Remembering Billy Tubbs

 I can’t say I knew Billy Tubbs, the irascible, inimitable college basketball coach who won 641 games at Lamar, Oklahoma, TCU and Lamar again, who died on Sunday at age 85. But I remember him well.

Very well.

Among the memories:

In January 1997, Tubbs brought his TCU Horned Frogs to the Pit to play New Mexico, at the time a Western Athletic Conference rival. He refused to use Albuquerque’s mile-high altitude as an excuse for a loss that night. In fact, he refused to acknowledge the altitude.

“The game was played indoors,” he explained. 

Oh, OK. 

The following summer, TCU transfer power forward Damion Walker signed with New Mexico. Tubbs was furious, believing UNM had contacted Walker before his release from his scholarship at TCU — a violation, if true, of NCAA rules. Lobos coach Dave Bliss denied any such impropriety.

That January, at the end of a UNM blowout with the Lobos approaching the century mark, Tubbs called two timeouts in the final minutes. Both teams had their starting lineups in the game, despite the lopsided score, at the buzzer.

After the buzzer, Tubbs shook hands with Bliss. He extended his hand to UNM assistant Tony Benford — then, apparently blaming Benford for the Walker recruitment, forcibly flung Benford’s outstretched hand away.

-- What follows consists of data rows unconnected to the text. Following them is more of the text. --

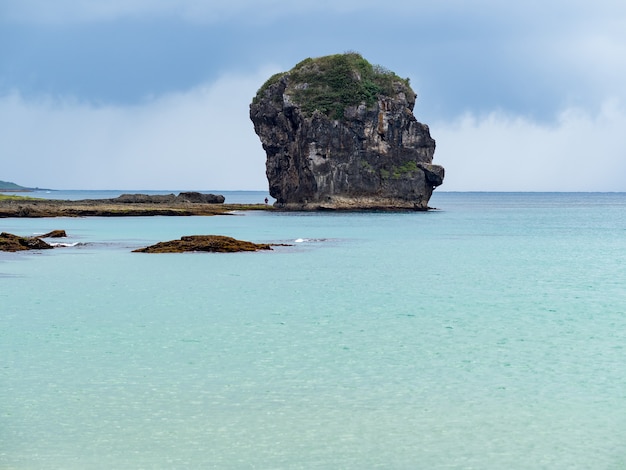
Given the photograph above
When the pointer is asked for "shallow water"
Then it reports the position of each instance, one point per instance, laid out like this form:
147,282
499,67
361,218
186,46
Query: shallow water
488,334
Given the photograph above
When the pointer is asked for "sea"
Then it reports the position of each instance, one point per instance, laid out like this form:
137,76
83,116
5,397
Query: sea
488,333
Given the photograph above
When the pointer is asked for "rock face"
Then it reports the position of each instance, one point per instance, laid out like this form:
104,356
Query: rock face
340,133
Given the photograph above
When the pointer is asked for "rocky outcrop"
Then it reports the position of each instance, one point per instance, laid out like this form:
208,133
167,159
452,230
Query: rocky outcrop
340,133
12,243
208,243
54,234
191,197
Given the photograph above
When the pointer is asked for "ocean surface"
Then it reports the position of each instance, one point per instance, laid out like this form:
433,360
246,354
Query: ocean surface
487,334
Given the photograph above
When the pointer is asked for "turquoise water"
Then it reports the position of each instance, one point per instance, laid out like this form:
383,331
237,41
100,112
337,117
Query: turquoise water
489,334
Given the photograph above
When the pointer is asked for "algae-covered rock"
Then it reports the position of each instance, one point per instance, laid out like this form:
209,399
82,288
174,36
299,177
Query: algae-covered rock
10,242
208,243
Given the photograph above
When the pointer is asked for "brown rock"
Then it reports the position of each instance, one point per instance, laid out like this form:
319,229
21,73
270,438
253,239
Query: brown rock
208,243
54,234
10,242
340,133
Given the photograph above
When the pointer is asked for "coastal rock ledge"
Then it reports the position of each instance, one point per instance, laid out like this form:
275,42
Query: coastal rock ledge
339,133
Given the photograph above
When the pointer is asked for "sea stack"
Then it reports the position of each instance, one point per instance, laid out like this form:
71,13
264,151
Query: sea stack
339,133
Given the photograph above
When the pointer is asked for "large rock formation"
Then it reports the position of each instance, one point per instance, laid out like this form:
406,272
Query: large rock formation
340,133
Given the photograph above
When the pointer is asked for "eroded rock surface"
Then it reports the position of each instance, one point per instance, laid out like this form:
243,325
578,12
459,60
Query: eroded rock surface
12,243
340,133
209,243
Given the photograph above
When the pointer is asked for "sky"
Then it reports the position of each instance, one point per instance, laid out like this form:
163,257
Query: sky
155,94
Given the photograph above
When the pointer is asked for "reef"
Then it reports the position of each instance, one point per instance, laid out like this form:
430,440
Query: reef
206,243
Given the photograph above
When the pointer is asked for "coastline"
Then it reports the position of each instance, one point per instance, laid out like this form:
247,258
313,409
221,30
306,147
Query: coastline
38,208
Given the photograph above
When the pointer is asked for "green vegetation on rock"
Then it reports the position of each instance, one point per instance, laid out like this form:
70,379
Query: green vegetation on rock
330,84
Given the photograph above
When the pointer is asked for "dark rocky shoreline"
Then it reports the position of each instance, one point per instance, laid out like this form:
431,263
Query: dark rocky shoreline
126,205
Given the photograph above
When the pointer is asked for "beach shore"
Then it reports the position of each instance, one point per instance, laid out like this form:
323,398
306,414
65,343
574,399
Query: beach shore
23,207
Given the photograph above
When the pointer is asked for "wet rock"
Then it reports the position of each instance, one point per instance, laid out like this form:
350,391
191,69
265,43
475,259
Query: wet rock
207,243
10,242
54,234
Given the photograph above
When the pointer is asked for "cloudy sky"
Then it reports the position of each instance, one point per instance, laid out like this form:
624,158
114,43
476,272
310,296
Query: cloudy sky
154,94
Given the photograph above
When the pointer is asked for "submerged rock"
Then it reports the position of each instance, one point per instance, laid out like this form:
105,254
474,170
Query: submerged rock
340,133
184,197
208,243
54,234
10,242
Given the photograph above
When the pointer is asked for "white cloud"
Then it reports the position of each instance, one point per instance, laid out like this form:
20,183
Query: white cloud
203,139
501,152
71,11
199,139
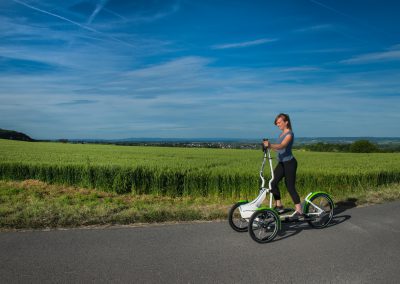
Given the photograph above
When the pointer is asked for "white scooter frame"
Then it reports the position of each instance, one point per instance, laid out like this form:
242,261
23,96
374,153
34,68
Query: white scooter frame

“Bleep you!” Benford said — twice — before order and decorum were restored.

Afterward, Tubbs refused comment on the Benford incident, as well as the game. Nothing.

Benford, a former Hobbs Eagle and Texas Tech Red Raider, called the dust-up “a gentleman’s disagreement.” When pressed further, he explained he was upset because “Billy didn’t recruit me out of high school.”

That night, our stories filed, Journal beat writer Chris Tomasson and I headed for the old Bennigan’s on Louisiana, where we met Fort Worth Star-Telegram reporter Terrance Harris for a drink.

The Horned Frogs, it turned out, were staying next door at the Marriott. And so, into Bennigan’s walked Tubbs and his assistants. 

Nice guys that we were, Tomasson, Harris and I told our waiter we’d like to buy Tubbs and his assistants a round of drinks. The offer was gruffly refused. No, we told the poor waiter, we insist. Once again, more forcefully, Tubbs refused. 

Whoever that waiter was and wherever he is today, I apologize for all three of us.

Tubbs’ relationships with the media were often toxic. In July 1998, when the Walker story broke, Tomasson called his office for comment. 

“He declines to take your call,” Tubbs’ secretary told him. Harris told Tomasson he was getting the same response.

Finally, as proof that, no, you can’t find everything on the internet, I searched high and low on Monday for a video I recall of a skit that Tubbs and Jerry Tarkanian — I believe Tark was at Fresno State at the time — performed on Tark’s TV show as a takeoff on the Saturday Night Live  “Wayne’s World” sketches featuring Mike Myers and Dana Carvey. 

“Party on, Billy,” said Tarkanian. “Party on, Tark,” said Tubbs.